For isolates 5.1, 5A, and 5B, a primary phylogenetic analysis was performed with representatives of all the major Pseudomonas groups with Escherichia coli as the outgroup. Isolates 5.1 and 5A clearly fell within the Pseudomonas stutzeri clade. A second phylogenetic analysis was performed with these two isolates and P. stutzeri strains by using essentially the same approach as that for isolate 7C. The inferred tree is shown in Fig. 1. Bootstrap support for the placing of isolate 5A is low. Furthermore, a one-tailed Kishino-Hasegawa test (11) showed that this tree was not significantly better (P = 0.060) than a tree where 5A was constrained within the adjacent clade. Clearly then, although strain 5A optimally branches within clade A (Fig. 1), affiliation with P. stutzeri 19SM4 and Stanier 220 is not fully established. Isolate 5B, although clearly a member of the Pseudomonas genus, showed no well-supported affiliation with any of the major groups and branched deeply within the tree. For this reason, it is excluded from Fig. 1 and is identified only as Pseudomonas sp. (Table 1).

FIG. 1.

FIG. 1.

Maximum likelihood tree of P. stutzeri strains. GenBank accession numbers of the sequences are shown in square brackets. Bootstrap values were obtained from 284 maximum likelihood replicates. Each bootstrap replicate was a full heuristic search with 10 random additions of sequences. Pseudomonas putida was used as an outgroup.

Diazotrophy.

Nitrogenase activity was detected indirectly by gas chromatographic (GC) measurement of acetylene reduction to ethylene (27), by using a 2-m stainless steel Poropak R (80/100 mesh) column at 60°C in a Hewlett-Packard 5890A GC connected to a Hewlett-Packard 3392 integrator. Acid-washed screw-cap glass vials with TFE-silicon septa (Fisher) containing NDSM medium were incubated stationary in the dark at 22°C. Growth was observed as subsurface (microaerophilic) bands at variable depths. After incubation, acetylene was injected to ca. 10% of the headspace volume. After 24 h, 300-μl headspace samples were analyzed by GC with standard mixtures of acetylene and ethylene and parallel uninoculated controls. All five cultures demonstrated acetylene reduction that was completely repressed in control cultures amended with 1 g of NH4Cl liter−1.

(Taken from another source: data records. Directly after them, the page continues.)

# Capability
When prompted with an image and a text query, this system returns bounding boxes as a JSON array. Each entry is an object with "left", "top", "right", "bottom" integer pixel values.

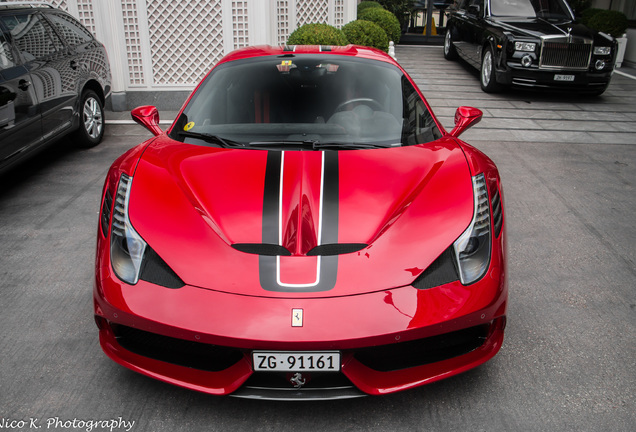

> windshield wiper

[
  {"left": 177, "top": 131, "right": 245, "bottom": 148},
  {"left": 248, "top": 140, "right": 392, "bottom": 150}
]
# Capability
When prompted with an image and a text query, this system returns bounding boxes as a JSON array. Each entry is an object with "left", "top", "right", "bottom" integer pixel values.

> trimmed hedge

[
  {"left": 358, "top": 1, "right": 384, "bottom": 16},
  {"left": 342, "top": 20, "right": 389, "bottom": 52},
  {"left": 358, "top": 8, "right": 402, "bottom": 44},
  {"left": 287, "top": 23, "right": 348, "bottom": 46},
  {"left": 587, "top": 10, "right": 628, "bottom": 37}
]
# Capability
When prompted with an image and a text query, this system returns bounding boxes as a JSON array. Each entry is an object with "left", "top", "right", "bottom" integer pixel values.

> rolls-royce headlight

[
  {"left": 515, "top": 42, "right": 537, "bottom": 52},
  {"left": 594, "top": 47, "right": 612, "bottom": 55},
  {"left": 110, "top": 174, "right": 146, "bottom": 285},
  {"left": 453, "top": 174, "right": 491, "bottom": 285}
]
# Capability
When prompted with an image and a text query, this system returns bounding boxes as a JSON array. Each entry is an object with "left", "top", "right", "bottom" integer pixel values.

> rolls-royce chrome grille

[{"left": 539, "top": 37, "right": 592, "bottom": 70}]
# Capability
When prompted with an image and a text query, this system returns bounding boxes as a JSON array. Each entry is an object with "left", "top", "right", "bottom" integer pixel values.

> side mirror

[
  {"left": 468, "top": 5, "right": 481, "bottom": 16},
  {"left": 450, "top": 107, "right": 484, "bottom": 138},
  {"left": 130, "top": 105, "right": 163, "bottom": 136}
]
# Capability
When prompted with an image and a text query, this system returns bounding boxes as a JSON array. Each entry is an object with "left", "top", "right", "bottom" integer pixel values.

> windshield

DNA-DNA hybridization analyses with probes derived from classical molybdenum-dependent (nifD) and alternate Mo-independent nitrogenase genes (vnfD and anfD) (15) were conducted by P. Bishop (North Carolina State University). nifD genes were detected in all isolates, but none hybridized to the alternate nitrogenase gene probes. PCR amplification of the alternate nitrogenase genes vnfG and anfG (14) was unsuccessful, and the isolates were unable to grow in N-deficient, Mo-deficient media (P. Bishop, personal communication), suggesting that they harbor only the classical Mo-dependent nitrogenase.

Temperature effects.

The effect of temperature on growth rate was determined in replicate flasks containing 25 ml of quarter-strength Trypticase soy broth (Difco) inoculated with cells suspended in phosphate buffer. Duplicate flasks having an initial optical density at 600 nm (OD600) of 0.03 to 0.05 were incubated at various temperatures at 150 rpm. Growth was determined spectrophotometrically, with duplicates typically varying by <10%. The maximum exponential growth rate was calculated graphically for each temperature from the mean OD600, as described previously (1). Isolates 5C and 7C had optima of ≥37°C (Fig. 2, line graph) and minima of ≥4°C, whereas the psychrotolerant pseudomonads had optima of 30°C and minima of <4°C. Significantly, all isolates could grow at 10°C, well within the upper summer temperatures of the Antarctic source soils (≥18°C [3]).

FIG. 2.

FIG. 2.

Effect of temperature on exponential growth rate (solid circles) and on relative nitrogenase activity (bars). Growth rate was determined graphically from the mean OD600 of duplicate liquid cultures (1). Relative nitrogenase activity was determined for cultures pregrown at 10°C (open bars) or 22°C (stippled bars) and subsequently incubated with acetylene at 4, 10, or 22°C. Acetylene reduction activity was expressed as the percentage of total GC peak area corresponding to the ethylene peak for each injection. Values are the means of duplicate cultures; error bars represent 1 standard deviation.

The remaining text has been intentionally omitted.